Three years back the 2019 Defence Force Review (which I have discussed here before) highlighted the fact that three quarters of all the transatlantic cables in the northern hemisphere pass through or near Irish waters. Cables that deliver over the vast bulk of all data and information transmission. What has been done since? Nothing. In fact, Defence Force preparedness is lower now than it was then with half the naval service’s nine ships regularly out of service due to staff shortages

Not that all the blame attaches to Minister Coveney. Though an ineffectual minister at best, he still tries, in his own words:

“…to look after the interests of the Defence Forces”.

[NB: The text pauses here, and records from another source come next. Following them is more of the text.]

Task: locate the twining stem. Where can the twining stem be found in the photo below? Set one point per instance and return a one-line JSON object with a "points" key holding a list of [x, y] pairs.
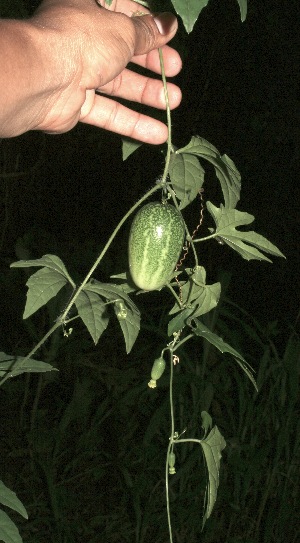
{"points": [[169, 447], [105, 248], [169, 141]]}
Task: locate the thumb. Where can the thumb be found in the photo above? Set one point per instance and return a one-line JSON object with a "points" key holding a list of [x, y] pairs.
{"points": [[153, 31]]}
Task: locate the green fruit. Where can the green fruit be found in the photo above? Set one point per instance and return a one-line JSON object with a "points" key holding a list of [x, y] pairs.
{"points": [[158, 369], [155, 243]]}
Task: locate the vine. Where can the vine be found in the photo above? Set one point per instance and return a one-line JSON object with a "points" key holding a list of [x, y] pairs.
{"points": [[182, 182]]}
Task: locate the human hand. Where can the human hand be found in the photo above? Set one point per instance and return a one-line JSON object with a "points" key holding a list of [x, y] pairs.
{"points": [[89, 47]]}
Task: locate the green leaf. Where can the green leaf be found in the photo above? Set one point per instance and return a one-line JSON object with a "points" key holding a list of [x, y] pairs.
{"points": [[187, 177], [47, 261], [16, 365], [244, 243], [226, 171], [197, 299], [129, 146], [189, 11], [42, 286], [130, 323], [91, 310], [243, 9], [201, 330], [9, 498], [212, 447], [9, 533]]}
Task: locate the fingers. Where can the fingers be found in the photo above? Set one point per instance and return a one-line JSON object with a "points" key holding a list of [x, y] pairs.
{"points": [[153, 32], [115, 117], [172, 61]]}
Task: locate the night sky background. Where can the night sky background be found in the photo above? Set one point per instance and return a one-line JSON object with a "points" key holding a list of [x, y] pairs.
{"points": [[65, 194], [241, 92]]}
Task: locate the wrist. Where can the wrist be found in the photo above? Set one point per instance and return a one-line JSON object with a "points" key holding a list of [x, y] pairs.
{"points": [[31, 73]]}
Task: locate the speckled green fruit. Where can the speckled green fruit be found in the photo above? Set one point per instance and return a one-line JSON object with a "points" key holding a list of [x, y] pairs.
{"points": [[155, 243]]}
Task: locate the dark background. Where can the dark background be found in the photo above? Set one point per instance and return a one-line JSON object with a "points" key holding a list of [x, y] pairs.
{"points": [[241, 92], [64, 195]]}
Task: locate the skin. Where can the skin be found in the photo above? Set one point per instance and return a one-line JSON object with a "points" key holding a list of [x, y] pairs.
{"points": [[68, 63]]}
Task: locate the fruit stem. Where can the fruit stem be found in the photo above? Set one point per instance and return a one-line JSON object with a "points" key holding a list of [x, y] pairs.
{"points": [[169, 141]]}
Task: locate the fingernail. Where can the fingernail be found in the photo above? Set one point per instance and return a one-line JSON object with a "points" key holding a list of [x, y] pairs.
{"points": [[165, 22]]}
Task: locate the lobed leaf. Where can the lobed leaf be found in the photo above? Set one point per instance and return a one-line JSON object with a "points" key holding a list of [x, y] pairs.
{"points": [[129, 322], [187, 177], [189, 11], [10, 499], [245, 243], [129, 146], [49, 261], [15, 365], [93, 312], [197, 299], [9, 533], [201, 330], [226, 171], [212, 447], [42, 287]]}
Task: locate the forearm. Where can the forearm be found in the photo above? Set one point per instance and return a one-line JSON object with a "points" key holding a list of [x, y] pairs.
{"points": [[23, 77], [61, 66]]}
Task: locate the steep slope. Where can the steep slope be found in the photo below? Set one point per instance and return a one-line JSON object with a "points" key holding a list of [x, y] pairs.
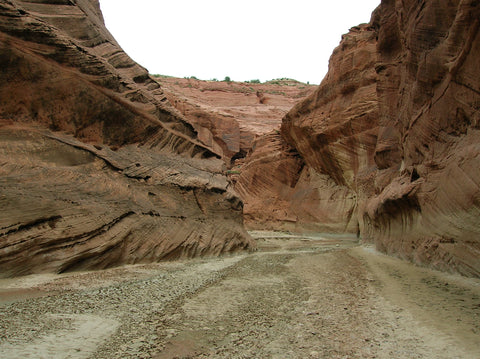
{"points": [[427, 203], [228, 115], [390, 139], [329, 139], [97, 168]]}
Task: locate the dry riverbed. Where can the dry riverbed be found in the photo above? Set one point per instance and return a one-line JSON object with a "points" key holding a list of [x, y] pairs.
{"points": [[297, 297]]}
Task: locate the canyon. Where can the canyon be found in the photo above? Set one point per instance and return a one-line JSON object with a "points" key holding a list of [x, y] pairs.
{"points": [[104, 164], [97, 169], [146, 216], [387, 147]]}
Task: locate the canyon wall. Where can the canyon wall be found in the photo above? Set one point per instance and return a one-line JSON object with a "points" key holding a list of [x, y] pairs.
{"points": [[96, 167], [390, 140]]}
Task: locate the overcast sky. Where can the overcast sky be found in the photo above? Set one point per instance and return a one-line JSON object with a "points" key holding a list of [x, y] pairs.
{"points": [[245, 40]]}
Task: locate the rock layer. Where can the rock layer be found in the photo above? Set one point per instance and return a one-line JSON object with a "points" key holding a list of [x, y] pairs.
{"points": [[332, 135], [228, 115], [393, 132], [426, 208], [97, 168]]}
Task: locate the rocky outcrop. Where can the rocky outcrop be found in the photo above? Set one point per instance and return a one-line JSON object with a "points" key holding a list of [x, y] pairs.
{"points": [[426, 204], [332, 136], [228, 115], [393, 133], [97, 168]]}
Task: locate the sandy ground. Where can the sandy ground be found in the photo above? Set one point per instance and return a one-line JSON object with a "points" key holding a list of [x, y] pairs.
{"points": [[297, 297]]}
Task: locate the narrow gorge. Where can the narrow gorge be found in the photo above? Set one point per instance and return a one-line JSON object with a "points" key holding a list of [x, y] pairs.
{"points": [[147, 216]]}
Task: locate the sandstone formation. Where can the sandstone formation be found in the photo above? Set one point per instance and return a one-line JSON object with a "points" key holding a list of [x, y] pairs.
{"points": [[390, 139], [326, 148], [228, 115], [96, 167]]}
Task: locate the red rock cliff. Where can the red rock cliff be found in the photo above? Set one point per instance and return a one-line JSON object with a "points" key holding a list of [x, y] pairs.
{"points": [[96, 167], [390, 139]]}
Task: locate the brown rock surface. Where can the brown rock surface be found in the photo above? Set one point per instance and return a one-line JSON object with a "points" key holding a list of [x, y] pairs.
{"points": [[228, 115], [332, 136], [97, 168], [393, 132], [426, 208]]}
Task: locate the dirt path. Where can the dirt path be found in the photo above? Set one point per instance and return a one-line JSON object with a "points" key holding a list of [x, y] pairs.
{"points": [[297, 297]]}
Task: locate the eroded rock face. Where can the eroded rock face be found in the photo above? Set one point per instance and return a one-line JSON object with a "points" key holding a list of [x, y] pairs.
{"points": [[393, 131], [333, 136], [97, 168], [426, 208], [228, 115]]}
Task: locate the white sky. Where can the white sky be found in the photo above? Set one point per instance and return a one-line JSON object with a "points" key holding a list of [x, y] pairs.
{"points": [[245, 40]]}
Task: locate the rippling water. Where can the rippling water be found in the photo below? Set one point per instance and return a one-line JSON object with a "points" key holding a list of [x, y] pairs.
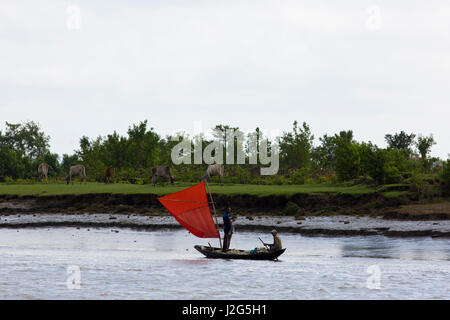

Can we say the same about An Taoiseach, Micheál Martin? The evidence does not favour him. After committing, in opposition, to appointing a full time Defence Minister and giving defence policy the political prominence it merited, Martin blithely forgot all that when the seal of office was handed to him and defence was push back down the political agenda.

How else can you interpret his telling the Housing for All update press conference last week that:

“I’m pleased to confirm we have now agreed to conduct a feasibility study for the use of the Cathal Brugha Barracks site in Rathmines, Dublin to provide housing”.

Who, apart from the father of this idea Eamon Ryan, imagined it would make sense to deflect attention from real progress in delivering on the Housing for All plan, to talk about some notional scheme to close a working barracks that would take years the guts of a decade to only deliver 1000 houses? (Minister Ryan’s estimate, not mine)

Not Housing Minister, Darragh O’Brien, that’s for sure. This is the second time the ebullient pharaoh of Fingal has had to silently stand by as his party leader sabotages news coverage of the work he supposedly wants to promote. last September I discussed Martin’s petulant upstaging of the Housing for All press launch.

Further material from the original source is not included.